A Fable for Critics.
A lamb strayed for the first time into the woods, and excited much discussion among the other animals. In a mixed company, one day, when he became the subject of a friendly gossip, the goat praised him.
“Pooh!” said the lion, “this is too absurd. The beast is a pretty beast enough, but did you hear him roar? I heard him roar, and, by the manes of my fathers, when he roars he does nothing but cry ba—a—a!” And the lion bleated his best in mockery, but bleated far from well.
“Nay,” said the deer, “I do not think so badly of his voice. I liked him well enough until I saw him leap. He kicks with the hind legs in running, and with all his skipping gets over very little ground.”
“It is a bad beast altogether,” said the tiger. “He cannot roar, he cannot run, he can do nothing—and what wonder? I killed a man yesterday, and, in politeness to the new-comer, offered him a bit, upon which he had the impudence to look disgusted and say, ‘No, sir, I eat nothing but grass.’”
So the beasts criticised the lamb, each in his own way; and yet it was a very good lamb nevertheless.
Taking down the Clothes-Line.
“We had at one time in our service,” says a modern housekeeper, “a very simple young woman, who came to us through one of the registry offices in our town.

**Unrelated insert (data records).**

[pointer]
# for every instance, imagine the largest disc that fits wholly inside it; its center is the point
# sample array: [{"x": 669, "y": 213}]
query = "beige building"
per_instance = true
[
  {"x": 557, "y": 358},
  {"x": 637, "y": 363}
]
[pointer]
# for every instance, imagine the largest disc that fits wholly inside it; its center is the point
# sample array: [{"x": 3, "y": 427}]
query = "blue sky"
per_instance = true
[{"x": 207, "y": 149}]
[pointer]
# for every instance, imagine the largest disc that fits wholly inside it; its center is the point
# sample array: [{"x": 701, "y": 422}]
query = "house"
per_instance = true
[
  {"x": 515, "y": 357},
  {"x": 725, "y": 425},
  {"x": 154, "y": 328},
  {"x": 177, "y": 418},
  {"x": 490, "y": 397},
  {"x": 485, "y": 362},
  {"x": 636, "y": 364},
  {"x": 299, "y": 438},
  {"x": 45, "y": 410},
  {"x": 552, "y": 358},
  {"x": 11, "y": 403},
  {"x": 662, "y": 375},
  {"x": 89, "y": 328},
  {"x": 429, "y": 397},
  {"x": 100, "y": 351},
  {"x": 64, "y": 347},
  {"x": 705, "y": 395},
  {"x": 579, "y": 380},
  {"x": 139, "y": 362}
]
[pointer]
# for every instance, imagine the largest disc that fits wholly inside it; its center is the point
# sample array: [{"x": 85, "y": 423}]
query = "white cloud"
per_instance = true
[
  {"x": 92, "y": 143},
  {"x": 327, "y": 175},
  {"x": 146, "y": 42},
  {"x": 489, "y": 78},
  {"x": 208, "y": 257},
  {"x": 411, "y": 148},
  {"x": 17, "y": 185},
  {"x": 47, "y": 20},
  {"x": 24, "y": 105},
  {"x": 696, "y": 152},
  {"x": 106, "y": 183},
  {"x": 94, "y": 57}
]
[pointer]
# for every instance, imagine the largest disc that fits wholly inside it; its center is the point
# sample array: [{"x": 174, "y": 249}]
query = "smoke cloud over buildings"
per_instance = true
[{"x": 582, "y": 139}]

“She showed the quality of her intelligence on the very day she came. She was told to go out into the yard and take down the clothes-line, which was stretched upon half-a-dozen posts set up for that purpose.
“Bridget was at the task so long that we began to wonder what on earth had become of her. We went out to see what she was doing, and found her working away vigorously with a spade. She had dug up three of the posts and had almost completed the work upon a fourth. She did not stay with us long.”